Of course! I'm actively using this package right now, so I can assure you any bug that I found or any enhancement that I can think of, I will PR it.

Arcanemagus commented 7 years ago

As I'm implementing this myself in something now, I just thought of something:

Can you think of a reason to keep around the execution timeout with the uniqueKey being implemented? It should be handling killing older runs for us now so the timeout should just be set to Infinity permanently and the option removed as far as I can see.

cgalvarez commented 7 years ago

The unique reason I can think of is that if an exec just hangs up and keeps running indefinitely in the background, it will only be killed by one of two:

  1. The timeout (which we are debating to kill).
  2. Resaving the file which produced the soooo long execution.

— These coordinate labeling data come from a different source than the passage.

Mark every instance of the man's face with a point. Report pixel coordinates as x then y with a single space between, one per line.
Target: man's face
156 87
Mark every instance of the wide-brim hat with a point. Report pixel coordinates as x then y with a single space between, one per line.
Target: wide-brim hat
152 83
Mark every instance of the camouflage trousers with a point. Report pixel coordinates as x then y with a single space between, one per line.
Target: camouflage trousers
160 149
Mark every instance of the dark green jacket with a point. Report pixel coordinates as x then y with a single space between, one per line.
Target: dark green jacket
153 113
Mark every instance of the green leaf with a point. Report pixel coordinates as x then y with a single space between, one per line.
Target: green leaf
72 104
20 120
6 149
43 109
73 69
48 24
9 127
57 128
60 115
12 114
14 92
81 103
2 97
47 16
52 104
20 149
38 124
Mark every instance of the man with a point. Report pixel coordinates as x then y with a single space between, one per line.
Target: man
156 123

But if either the file itself or the command itself is the problem, it could be running indefinitely without the timeout.

Take into account that uniqueKey only kills long-time commands if you re-save the file that executed it.

That's why I initially proposed to set it as an integer, because you can set a numeric timeout that you understand as high enough to be killed. If user provides a timeout of 0, then it´s set to Infinity.

I personally have set it up to Infinity right now, because I´m testing the package thoroughly to fix any bugs I found, but you should consider that in the package you are implementing this.

Arcanemagus commented 7 years ago

Yea, if a process really is running forever though, it will eventually get killed when Atom exits (supposing that it will even die in the first place).